By Richard Murphy, founder of the Tax Justice Network

The Scotsman has reported:

“A TEMPORARY employment agency has gone into liquidation owing HM Revenue & Customs (HMRC) £58 million in unpaid tax.

“Edinburgh-based Employ-E, a division of Legitas Group which is also in liquidation, is owned by lawyer David Allen, who is reported to own a golf course and mansion house in the Borders.

“Employ-E had about 60,000 low-paid temporary workers on its books, who it supplied to recruitment agencies throughout the UK.”

The real question here is, how could that have happened? How could HMRC have reached the point where it cannot chase that much tax? How limited are resources is this is the case?

There is also another question, which is, of course, where is the money? An agency should have been reimbursed all costs including tax. How could it lose that much money?

In the case of both questions surely HMRC should have been on top of this? If not I can only put it down to under-resourcing.

71 Responses to “How can a company go bust owing £58 million in tax?”

  1. Alec

    It’s frankly disreputable to continue bashing out summat which has zero relevance to the title piece and which others have said they will not engage with. You are a classic pub bore.
    Contribute to the conversation.
    ~alec

  2. LB

    Read what was going on.

    They are claiming expenses. You do not pay tax on expenses, so long as they are legitimate.

    Even MPs don’t pay tax on expenses, although in their case they passed a law expressly forbidding it, and making sure that HMRC were not allowed to investigate this.

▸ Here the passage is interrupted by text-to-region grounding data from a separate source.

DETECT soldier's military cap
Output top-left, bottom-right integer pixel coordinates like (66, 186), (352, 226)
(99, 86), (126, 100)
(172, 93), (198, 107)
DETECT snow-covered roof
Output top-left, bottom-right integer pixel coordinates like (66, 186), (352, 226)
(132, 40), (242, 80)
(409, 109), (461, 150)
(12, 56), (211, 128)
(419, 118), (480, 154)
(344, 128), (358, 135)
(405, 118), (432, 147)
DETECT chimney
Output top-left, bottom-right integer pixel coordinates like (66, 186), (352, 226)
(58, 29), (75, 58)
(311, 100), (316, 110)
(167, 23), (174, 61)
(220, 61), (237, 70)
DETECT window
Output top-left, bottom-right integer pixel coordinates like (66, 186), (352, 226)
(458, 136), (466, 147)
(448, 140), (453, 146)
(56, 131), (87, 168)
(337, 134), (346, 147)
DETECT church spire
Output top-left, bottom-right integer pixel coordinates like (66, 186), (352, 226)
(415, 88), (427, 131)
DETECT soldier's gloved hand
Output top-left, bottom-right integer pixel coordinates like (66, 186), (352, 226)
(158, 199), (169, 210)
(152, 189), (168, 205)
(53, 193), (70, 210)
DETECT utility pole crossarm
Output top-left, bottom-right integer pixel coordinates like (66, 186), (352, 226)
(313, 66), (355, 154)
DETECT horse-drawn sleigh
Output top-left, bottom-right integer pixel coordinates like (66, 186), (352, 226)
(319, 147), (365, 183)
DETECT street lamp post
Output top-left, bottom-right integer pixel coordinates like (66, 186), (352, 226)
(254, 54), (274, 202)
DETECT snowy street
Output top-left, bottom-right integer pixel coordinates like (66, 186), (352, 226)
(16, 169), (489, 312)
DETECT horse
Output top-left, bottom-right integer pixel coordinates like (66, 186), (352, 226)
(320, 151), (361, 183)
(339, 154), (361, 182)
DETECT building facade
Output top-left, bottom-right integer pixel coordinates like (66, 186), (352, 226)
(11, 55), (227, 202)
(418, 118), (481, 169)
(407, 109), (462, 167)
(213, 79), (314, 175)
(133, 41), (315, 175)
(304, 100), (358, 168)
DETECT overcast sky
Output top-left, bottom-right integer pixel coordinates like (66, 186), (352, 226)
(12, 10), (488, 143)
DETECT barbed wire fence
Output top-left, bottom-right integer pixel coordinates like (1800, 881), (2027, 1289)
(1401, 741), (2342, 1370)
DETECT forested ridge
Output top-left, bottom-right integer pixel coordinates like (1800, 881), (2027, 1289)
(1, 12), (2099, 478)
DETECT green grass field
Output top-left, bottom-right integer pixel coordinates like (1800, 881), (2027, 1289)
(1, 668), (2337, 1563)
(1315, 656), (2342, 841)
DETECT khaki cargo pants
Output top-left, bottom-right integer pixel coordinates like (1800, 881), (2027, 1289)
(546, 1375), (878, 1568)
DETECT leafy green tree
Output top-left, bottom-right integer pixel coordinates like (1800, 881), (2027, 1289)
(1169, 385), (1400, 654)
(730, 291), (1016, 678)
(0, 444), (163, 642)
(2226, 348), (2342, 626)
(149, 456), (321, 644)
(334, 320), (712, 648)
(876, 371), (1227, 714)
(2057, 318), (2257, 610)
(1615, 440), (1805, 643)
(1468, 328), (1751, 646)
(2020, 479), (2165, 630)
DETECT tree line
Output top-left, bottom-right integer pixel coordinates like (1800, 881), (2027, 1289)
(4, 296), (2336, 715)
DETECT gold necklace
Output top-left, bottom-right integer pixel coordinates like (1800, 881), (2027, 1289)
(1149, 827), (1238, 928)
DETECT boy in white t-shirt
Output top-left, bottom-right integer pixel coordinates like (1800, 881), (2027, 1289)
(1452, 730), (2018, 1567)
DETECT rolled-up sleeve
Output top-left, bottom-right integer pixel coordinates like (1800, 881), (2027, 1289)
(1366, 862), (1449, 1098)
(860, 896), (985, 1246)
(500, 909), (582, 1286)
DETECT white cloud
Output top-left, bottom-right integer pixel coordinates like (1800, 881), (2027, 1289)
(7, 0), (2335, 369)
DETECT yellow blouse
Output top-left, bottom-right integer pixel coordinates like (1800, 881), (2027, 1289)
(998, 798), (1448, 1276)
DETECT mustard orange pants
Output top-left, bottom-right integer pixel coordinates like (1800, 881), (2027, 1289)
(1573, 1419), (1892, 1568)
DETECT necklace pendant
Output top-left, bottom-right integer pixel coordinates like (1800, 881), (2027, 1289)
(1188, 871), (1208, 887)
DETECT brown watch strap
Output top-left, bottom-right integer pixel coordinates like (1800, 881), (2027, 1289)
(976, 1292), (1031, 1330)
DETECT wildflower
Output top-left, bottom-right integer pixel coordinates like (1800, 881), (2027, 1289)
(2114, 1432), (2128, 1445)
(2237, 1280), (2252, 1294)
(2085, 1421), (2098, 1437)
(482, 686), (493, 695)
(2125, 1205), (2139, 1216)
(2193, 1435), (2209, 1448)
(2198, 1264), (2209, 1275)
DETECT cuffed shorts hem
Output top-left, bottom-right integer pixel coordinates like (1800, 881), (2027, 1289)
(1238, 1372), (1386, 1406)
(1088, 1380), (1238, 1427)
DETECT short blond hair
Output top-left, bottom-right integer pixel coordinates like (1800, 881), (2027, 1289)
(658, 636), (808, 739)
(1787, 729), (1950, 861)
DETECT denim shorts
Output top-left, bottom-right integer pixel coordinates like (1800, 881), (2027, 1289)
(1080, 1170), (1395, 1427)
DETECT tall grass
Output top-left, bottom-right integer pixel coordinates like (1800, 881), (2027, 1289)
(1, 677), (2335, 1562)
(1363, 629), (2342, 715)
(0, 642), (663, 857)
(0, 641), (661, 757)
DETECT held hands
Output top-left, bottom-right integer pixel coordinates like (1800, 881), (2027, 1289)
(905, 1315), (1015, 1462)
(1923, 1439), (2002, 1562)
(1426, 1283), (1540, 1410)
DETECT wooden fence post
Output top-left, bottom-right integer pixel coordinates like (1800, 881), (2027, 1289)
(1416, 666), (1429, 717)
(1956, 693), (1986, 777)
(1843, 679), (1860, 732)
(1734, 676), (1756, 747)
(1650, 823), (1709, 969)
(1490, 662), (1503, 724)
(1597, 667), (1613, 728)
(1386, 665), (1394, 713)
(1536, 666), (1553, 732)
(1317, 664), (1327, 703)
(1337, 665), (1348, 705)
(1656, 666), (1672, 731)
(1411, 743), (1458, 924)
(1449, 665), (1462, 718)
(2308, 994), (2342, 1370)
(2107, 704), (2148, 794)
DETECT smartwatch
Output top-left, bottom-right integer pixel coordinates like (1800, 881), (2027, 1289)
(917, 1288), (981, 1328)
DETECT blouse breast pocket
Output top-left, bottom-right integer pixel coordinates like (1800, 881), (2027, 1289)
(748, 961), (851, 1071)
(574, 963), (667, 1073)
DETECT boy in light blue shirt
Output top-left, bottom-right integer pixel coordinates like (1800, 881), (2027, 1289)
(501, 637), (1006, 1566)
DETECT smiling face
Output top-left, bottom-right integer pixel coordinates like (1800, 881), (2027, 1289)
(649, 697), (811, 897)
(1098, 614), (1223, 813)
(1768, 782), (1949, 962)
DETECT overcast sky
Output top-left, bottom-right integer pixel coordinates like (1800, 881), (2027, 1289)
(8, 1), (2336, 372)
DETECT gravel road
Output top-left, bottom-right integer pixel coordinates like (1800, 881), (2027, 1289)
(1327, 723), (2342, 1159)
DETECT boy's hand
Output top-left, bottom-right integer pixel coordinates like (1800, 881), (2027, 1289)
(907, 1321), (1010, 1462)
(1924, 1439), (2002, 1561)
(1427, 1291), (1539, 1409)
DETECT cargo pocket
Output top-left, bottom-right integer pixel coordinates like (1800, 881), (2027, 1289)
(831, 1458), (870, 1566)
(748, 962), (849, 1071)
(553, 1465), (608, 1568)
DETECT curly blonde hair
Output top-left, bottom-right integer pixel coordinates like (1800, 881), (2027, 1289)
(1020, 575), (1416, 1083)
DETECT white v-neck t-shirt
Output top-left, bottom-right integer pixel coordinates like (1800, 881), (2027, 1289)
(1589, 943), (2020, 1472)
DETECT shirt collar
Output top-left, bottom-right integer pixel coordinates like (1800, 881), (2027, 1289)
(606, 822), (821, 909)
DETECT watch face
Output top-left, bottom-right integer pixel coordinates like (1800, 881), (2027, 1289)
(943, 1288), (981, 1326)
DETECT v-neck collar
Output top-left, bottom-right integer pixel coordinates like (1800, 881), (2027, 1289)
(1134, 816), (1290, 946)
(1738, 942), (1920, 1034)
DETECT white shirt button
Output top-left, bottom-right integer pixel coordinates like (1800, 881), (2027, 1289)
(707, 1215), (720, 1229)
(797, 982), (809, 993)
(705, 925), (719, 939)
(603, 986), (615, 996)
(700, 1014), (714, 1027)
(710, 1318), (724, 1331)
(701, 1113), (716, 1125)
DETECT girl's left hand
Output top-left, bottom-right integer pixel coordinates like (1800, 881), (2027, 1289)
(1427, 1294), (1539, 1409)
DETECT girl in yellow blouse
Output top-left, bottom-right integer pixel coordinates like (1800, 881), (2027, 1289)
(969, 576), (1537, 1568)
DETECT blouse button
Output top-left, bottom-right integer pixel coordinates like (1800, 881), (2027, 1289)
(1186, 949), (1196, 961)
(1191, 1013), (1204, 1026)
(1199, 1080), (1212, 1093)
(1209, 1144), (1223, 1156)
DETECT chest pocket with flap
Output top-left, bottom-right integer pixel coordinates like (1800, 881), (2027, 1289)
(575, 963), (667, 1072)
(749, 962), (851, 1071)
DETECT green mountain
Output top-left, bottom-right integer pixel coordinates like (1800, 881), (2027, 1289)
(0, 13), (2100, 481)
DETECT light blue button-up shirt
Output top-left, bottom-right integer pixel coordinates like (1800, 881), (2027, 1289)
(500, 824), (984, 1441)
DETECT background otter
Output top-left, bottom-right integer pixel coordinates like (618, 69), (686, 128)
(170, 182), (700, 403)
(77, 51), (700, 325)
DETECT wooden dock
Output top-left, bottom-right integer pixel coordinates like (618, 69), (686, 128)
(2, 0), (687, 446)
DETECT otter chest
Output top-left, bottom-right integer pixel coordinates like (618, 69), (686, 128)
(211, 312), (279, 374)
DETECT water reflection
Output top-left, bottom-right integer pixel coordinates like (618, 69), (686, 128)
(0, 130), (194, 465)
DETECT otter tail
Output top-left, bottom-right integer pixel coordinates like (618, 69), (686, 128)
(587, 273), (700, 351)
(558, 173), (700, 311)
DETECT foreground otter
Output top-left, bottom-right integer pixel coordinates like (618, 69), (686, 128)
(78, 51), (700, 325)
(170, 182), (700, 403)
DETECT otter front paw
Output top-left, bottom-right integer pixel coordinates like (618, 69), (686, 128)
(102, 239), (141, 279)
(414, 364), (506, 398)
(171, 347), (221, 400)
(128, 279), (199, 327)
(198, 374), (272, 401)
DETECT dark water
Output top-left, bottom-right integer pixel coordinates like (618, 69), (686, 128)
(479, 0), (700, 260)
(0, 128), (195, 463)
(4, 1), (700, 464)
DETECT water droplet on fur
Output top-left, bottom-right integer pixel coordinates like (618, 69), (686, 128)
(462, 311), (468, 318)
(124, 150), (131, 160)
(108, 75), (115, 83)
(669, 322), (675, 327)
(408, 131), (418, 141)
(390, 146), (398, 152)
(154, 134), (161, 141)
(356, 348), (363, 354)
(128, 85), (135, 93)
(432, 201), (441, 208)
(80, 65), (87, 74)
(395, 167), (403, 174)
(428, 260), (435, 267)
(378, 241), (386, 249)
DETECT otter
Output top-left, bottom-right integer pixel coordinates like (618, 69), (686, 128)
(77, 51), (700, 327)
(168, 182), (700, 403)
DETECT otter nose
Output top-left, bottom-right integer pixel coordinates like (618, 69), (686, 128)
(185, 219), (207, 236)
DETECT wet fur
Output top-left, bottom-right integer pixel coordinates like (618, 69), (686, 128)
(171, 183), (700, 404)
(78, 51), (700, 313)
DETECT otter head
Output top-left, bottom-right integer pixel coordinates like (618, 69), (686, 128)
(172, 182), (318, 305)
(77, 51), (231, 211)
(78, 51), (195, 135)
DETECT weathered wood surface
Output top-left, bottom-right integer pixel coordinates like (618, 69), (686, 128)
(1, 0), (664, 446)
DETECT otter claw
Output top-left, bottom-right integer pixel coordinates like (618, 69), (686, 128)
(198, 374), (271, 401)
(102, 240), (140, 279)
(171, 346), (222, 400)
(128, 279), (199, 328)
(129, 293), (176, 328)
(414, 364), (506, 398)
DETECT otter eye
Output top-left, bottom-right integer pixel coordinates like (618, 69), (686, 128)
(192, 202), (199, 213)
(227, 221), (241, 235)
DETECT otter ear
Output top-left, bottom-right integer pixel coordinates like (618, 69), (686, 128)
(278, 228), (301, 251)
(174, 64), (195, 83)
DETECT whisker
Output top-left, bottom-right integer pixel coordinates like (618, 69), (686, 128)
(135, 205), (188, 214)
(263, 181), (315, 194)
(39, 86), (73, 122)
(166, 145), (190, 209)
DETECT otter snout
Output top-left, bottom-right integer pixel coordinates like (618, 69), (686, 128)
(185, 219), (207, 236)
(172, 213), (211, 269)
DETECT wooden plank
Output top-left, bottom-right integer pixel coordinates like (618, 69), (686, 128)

    For the plebs, the expenses have to be wholly necessary for the job. ie. There are tests.

    So there is no dodging tax, unless, and this is the crucial part, the expenses are not legitimate.

    Tax and NI, are not paid on expenses if they pass the test.

    The employer pays NI on the wage after expenses.

    It’s only fraud if the expenses are not legitimate.

    HMRC doesn’t get a reduced level of tax. If the employees were incurring expenses, but not claiming, them the HMRC was getting something they shouldn’t and the workers were poorer as a result.

  3. LB

    I am, you’re not.

    The money is still peanuts in the scheme of the mess of the state.

    As I’ve pointed out, 33 minutes, and its all gone – already – several times over.

    So why shouldn’t the workers get their expenses paid?

    Why should they have to pay the expenses out of taxed income to the state?

  4. Alec

    Boring!

    Your last two sentences are simply begged questions, and show you simply have no idea what charges are being levied at Employ-E… and what’s more, you have no desire to dispel your ignorance. The old adage of what to do with someone who knows not that he knows not seems appropriate.
    ~alec

  5. Alec

    Pensions, now MPs expenses. You’re all over the place. In my experience, splattering a thread with ever-changing information is a sign of a cheat who’s trying to tie his opponents up in endless verification and win through default.

    The article does not state the 15,000 workers are culpable.